Walmart Reports Stellar U.S. Results Under Cloud of Gun Debate
Walmart on Thursday posted another set of strong U.S. results as it takes market share from weak rivals and builds up its online sales.
The retailer said U.S. comparable sales rose 2.8% in the second quarter, helped by price increases that consumers didn’t balk at, a jump in grocery sales, and soaring e-commerce, where revenue rose 37%. All this was supported, in part, by Walmart’s major investments to equip its stores for curbside pickup, grocery delivery, and in-store order pickup. The company’s Sam’s Club division reported a 1.8% comparable sales increase, while Walmart International also saw increases in most markets.
The U.S. sales results extended Walmart’s streak of sales gains to 20 quarters and prompted the company to slightly raise its sales forecast for the year, sending shares up 6%.
At the same time, Walmart has found itself pulled into the middle of the contentious U.S. gun debate and sought to downplay its importance to national gun sales. Earlier this month, 22 people were killed in a shooting at an El Paso, Texas, Walmart store by a man targeting Hispanics. That came on the heels of another shooting at a Walmart store in Mississippi a few days before.
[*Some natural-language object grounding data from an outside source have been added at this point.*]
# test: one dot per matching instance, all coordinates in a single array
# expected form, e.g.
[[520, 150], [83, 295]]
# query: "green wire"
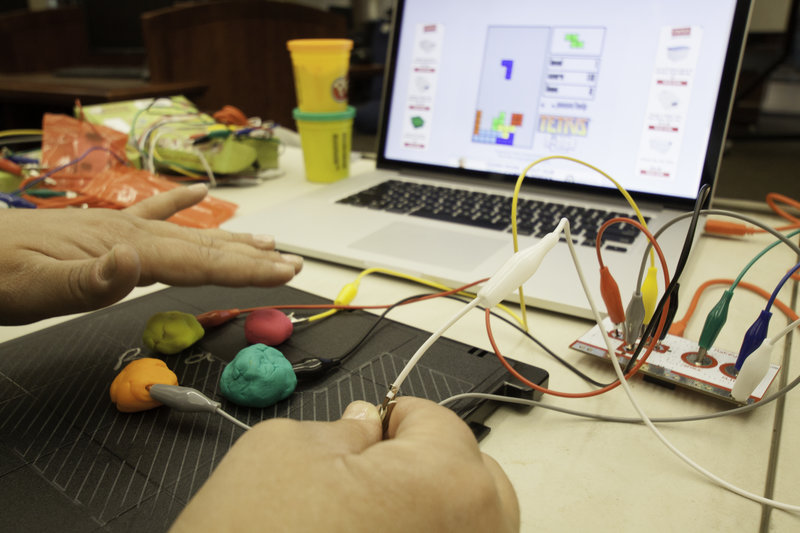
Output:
[[757, 257], [716, 318]]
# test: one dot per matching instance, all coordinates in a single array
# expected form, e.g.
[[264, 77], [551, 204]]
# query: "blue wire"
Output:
[[780, 286], [65, 165]]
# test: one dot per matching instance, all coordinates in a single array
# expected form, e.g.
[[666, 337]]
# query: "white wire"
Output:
[[427, 344], [626, 387], [236, 421], [212, 181], [785, 331]]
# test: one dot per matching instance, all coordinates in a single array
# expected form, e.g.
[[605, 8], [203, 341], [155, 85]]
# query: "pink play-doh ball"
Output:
[[267, 326]]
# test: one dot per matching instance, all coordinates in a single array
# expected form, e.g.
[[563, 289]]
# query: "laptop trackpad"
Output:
[[450, 249]]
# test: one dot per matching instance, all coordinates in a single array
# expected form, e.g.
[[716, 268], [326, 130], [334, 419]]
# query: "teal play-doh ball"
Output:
[[172, 331], [259, 376]]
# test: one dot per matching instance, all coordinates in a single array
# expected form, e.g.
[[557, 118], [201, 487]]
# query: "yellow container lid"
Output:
[[309, 116], [314, 45]]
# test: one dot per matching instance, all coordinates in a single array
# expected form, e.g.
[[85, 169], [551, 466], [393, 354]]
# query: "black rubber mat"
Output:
[[69, 461]]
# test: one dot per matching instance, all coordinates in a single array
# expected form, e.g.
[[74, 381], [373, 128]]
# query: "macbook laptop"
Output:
[[476, 90]]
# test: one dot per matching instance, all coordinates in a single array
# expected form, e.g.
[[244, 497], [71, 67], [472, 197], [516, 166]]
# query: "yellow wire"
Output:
[[420, 281], [514, 212], [12, 133]]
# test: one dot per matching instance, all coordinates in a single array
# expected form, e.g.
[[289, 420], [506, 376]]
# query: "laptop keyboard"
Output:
[[493, 211]]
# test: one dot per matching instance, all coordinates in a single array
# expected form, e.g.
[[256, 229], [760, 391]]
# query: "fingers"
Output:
[[74, 286], [181, 263], [164, 205]]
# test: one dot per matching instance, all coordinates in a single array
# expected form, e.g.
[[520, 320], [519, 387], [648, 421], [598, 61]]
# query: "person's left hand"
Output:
[[61, 261]]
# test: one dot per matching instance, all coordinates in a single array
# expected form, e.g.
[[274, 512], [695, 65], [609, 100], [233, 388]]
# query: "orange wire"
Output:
[[639, 363], [357, 307], [679, 326]]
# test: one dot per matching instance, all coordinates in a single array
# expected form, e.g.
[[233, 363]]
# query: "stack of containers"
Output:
[[324, 120]]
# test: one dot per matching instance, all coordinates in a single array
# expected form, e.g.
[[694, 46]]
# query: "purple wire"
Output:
[[65, 165]]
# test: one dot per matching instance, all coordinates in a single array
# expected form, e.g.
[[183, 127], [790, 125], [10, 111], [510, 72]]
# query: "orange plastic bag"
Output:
[[102, 178]]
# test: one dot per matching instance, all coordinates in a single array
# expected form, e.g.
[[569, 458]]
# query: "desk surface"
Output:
[[572, 474]]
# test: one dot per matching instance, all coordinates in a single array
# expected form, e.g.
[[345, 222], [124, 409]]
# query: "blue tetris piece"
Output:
[[509, 64], [509, 141]]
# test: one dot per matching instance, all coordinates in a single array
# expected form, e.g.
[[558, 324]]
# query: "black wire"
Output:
[[350, 351], [539, 343], [681, 264]]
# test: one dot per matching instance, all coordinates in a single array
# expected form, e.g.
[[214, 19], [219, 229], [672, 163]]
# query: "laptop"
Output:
[[476, 90]]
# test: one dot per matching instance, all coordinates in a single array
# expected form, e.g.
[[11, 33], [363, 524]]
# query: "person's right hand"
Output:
[[428, 475]]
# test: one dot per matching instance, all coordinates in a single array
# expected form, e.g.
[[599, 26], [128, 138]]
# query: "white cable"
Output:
[[427, 344], [626, 387]]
While many media reports have said Walmart is the biggest seller of firearms in the country, Walmart CEO Doug McMillon said in a statement the company estimates its sells about 2% of the firearms and 20% of the ammunition in the U.S., “which we believe places us outside at least the top three sellers in the industry.”
Walmart is facing pressure from many quarters to stop selling guns, including from thousands of its own employees who have signed a petition. The company pointed out on Thursday it had stopped 20 years ago selling handguns in every state except Alaska, dropped selling military-style rifles in 2015, and last year raised the age limit to buy a firearm or ammunition to 21.
The company, which says it supports strengthening background checks for gun purchases, says the reauthorization of a ban on assault weapons should be debated, but on a conference call with media, a spokesman declined to say where Walmart would come down on the matter.
Walmart has a broad customer base and long worked hard not to get pulled into hot-button social debates, lest it antagonize one set of customers or another.
Walmart’s strong quarterly results contrasted with soft results this week from Macy’s, whose sales barely edged up, and a big decline at J.C. Penney, where revenue fell 9% as that department store attempts its umpteenth turnaround.
On Thursday, the U.S. Commerce Department said retail sales last month rose a seasonally adjusted 0.7%, better than expected by economists, despite concerns about tariffs. That suggests that any struggling retailers have themselves to blame.